Hosni Mubarak got eight days of protests before Barack Obama demanded his resignation in a speech. Libyan thug Moammar Gaddafi got 16 days before Obama called for him to leave power, and eventually went to war to push for his removal. Today, one hundred and fifty-six days into Syrian protests and brutal crackdowns that have left hundreds and possibly thousands dead, Obama finally got around to demanding Bashar Assad’s ouster as dictator of Syria … in a written statement:
President Obama called on Thursday for Syrian President Bashar al-Assad to step down, a demand aimed to ratchet up the diplomatic pressure on the leader who has launched a bloody crackdown on his own people for months.
“For the sake of the Syrian people, the time has come for President Assad to step aside.” Obama said in a statement.
Secretary of State Hillary Clinton is scheduled to speak shortly about a new executive order to allow for additional sanctions against the Assad regime, the New York Times reported, quoting an official who described the new measures as a “tough action that will lend additional force” to the administration’s demands.

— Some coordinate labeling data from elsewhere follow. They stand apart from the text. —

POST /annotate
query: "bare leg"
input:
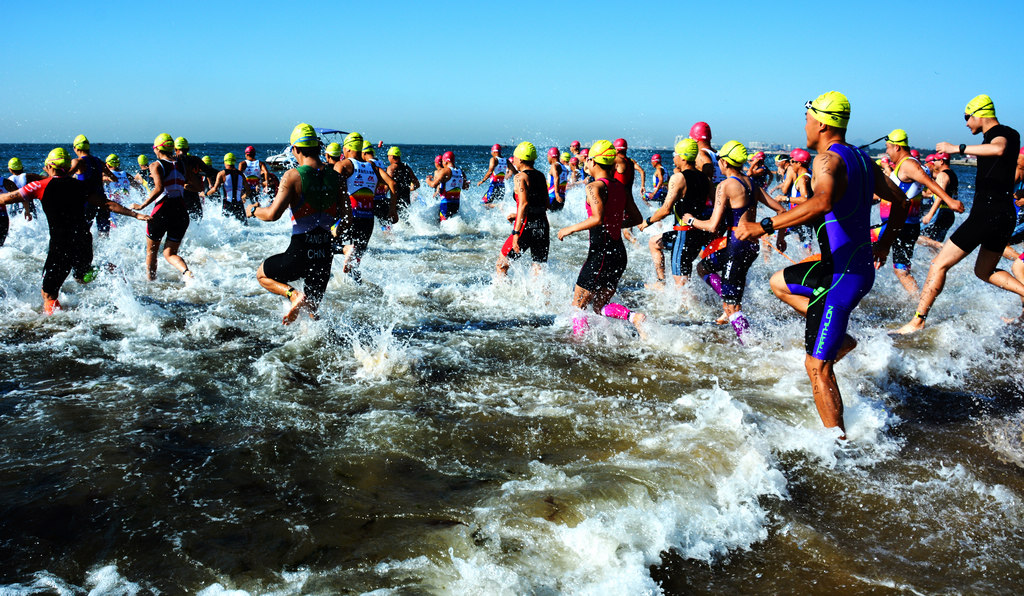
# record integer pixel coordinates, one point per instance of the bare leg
(947, 257)
(826, 395)
(298, 299)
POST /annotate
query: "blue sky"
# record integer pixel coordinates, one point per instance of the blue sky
(486, 72)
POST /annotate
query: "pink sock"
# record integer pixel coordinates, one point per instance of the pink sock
(615, 311)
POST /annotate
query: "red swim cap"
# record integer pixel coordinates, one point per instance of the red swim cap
(700, 131)
(799, 155)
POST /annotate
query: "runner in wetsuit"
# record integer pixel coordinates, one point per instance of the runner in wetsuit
(529, 224)
(940, 218)
(609, 209)
(826, 291)
(90, 169)
(658, 183)
(558, 178)
(991, 219)
(169, 216)
(687, 194)
(728, 258)
(404, 178)
(498, 169)
(312, 192)
(71, 243)
(910, 177)
(233, 189)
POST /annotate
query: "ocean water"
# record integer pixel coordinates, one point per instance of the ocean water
(438, 432)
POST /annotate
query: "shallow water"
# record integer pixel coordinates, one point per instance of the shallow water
(438, 431)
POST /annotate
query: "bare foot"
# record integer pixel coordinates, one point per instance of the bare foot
(298, 301)
(915, 325)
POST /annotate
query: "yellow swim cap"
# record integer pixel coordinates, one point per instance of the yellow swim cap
(602, 153)
(57, 158)
(353, 141)
(980, 107)
(304, 135)
(832, 109)
(733, 153)
(687, 149)
(898, 136)
(525, 152)
(164, 142)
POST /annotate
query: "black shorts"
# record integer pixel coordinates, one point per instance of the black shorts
(308, 257)
(940, 225)
(903, 246)
(67, 255)
(604, 266)
(987, 225)
(169, 217)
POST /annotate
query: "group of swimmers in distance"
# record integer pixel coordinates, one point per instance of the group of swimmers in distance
(336, 192)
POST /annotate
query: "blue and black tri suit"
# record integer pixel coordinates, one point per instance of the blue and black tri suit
(846, 272)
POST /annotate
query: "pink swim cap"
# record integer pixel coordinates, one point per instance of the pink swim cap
(799, 155)
(700, 131)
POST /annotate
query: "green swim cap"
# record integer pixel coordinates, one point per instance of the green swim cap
(353, 141)
(304, 135)
(733, 153)
(58, 158)
(164, 142)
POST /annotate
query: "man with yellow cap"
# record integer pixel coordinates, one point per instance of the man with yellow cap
(687, 194)
(726, 260)
(825, 291)
(90, 169)
(233, 189)
(529, 224)
(609, 209)
(169, 217)
(71, 242)
(313, 194)
(404, 178)
(911, 179)
(990, 222)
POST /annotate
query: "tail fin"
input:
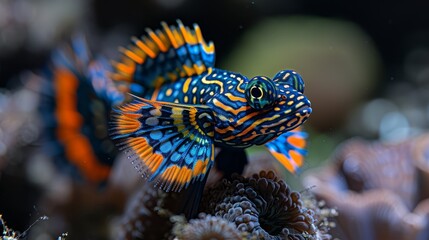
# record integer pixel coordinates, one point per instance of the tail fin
(163, 56)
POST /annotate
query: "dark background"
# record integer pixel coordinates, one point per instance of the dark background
(395, 26)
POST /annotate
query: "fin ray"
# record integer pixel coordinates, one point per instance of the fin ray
(169, 143)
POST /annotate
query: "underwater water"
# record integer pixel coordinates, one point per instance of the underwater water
(71, 168)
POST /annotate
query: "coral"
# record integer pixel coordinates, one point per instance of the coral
(261, 205)
(142, 218)
(379, 190)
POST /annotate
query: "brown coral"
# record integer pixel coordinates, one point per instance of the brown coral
(261, 205)
(208, 227)
(380, 190)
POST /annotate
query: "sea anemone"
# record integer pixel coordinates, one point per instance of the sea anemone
(208, 227)
(261, 205)
(143, 218)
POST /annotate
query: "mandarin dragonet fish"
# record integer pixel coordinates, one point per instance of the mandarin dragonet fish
(182, 107)
(76, 100)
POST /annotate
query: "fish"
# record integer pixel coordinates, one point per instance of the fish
(180, 107)
(76, 98)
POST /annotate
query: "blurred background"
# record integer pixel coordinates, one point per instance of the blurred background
(365, 65)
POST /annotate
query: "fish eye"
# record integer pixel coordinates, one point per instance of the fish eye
(290, 78)
(256, 92)
(260, 92)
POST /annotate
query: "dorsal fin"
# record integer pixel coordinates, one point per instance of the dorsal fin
(164, 55)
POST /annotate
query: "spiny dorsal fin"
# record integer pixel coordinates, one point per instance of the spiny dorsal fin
(164, 56)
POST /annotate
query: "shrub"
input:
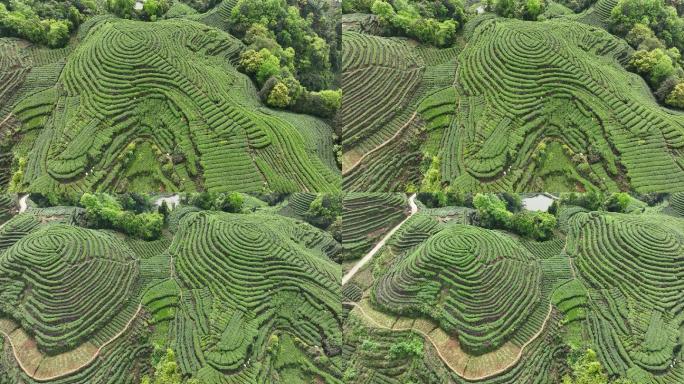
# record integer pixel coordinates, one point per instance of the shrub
(492, 211)
(103, 211)
(535, 225)
(617, 202)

What took so long? Obama tossed our nominal ally Mubarak under the bus in eight days, a man who kept a cold peace with Israel and the Muslim Brotherhood under control. But the White House insisted that Assad was a “reformer,” despite his alliance with Iran, his links to Hezbollah’s terrorism in Lebanon, and assistance to Hamas in attacking Israel. The last four months gave a steady stream of images and testimony to Assad’s ideas of “reform,” which were not only remarkably similar to his father’s but also got demonstrated most notably in the same town his father nearly buried for its dissent, Hama.
National Journal says the Obama administration will next “escalate the diplomatic pressure on Damascus,” but that may be more difficult now than before. After watching how the Obama administration treated its ally Mubarak, the other nations in the region understood that the US was not going to be much of an ally for them, either. The Saudis are furious about Mubarak’s treatment, for instance, and his ongoing trial won’t help matters. The Saudis have already recalled their ambassador to Damascus, a step that Obama still hasn’t taken, unless it’s part of today’s sanctions. The rest of the Arab League will probably take the Saudi’s lead on Assad, not Washington’s, and certainly not after the embarrassing suck-up of the last four months from Obama to Assad while his army slaughtered people in the street.
This is what Obama calls “smart power.”
Update: Yes, we do have an ambassador to Syria — Robert Ford. When the Senate wouldn’t act to confirm him, Obama gave him a recess appointment last December.